Central Suffolk and North Ipswich MP Dr Dan Poulter said all his colleagues, including newly-elected Ipswich Conservative Tom Hunt, had been in touch over the weekend to discuss the improvements.

This follows our call for the region to keep pressing Boris Johnson and the Conservatives to make good on pledges made during the 2019 General Election campaign.

Dr Poulter said: "We know the main road issue facing us in Suffolk is making improvements to the A14 junctions - particularly at Copdock (where the A12 meets it).

"We have asked for a meeting with Grant Shapps and we hope to take this campaign to him. We need to keep up the pressure on this."

At the start of the campaign Prime Minister Boris Johnson said he would be asking Mr Shapps to talk to local MPs about the road which is the key route from the ports of Felixstowe and Harwich to the midlands and north of England.

The Suffolk Chamber of Commerce has been leading calls for improvements to the A14 with its "No More Delays" campaign.
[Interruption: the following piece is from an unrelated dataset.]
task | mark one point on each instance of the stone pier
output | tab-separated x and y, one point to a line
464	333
A spokesman said: "We wrote to all of Suffolk's MPs over the weekend reminding them of the business community's various infrastructure asks, of which the A14 - Britain's Premier trade Route - is paramount.

"Therefore, it's really encouraging to hear their collective plans to engage quickly with the Secretary of State to ensure that these much-needed improvements are confirmed as early as possible in 2020."

Dr Poulter said MPs would also be keeping up the pressure for a new West Suffolk Hospital as part of the government's proposal for 40 new or rebuilt hospitals over the next 10 years.

He said the fact that Health Secretary Matt Hancock knew West Suffolk Hospital as the MP of a constituency whose residents relied on it for their care should ensure that it remained on civil servants' radar.

Dr Poulter added: "As health secretary he would not be able to directly make any decision on the West Suffolk, and neither would Jo (Churchill, junior health minister and Bury St Edmunds MP) but I will also make representations because some of my constituents use the hospital and I'm sure the department will be aware that the ministers know what is happening there."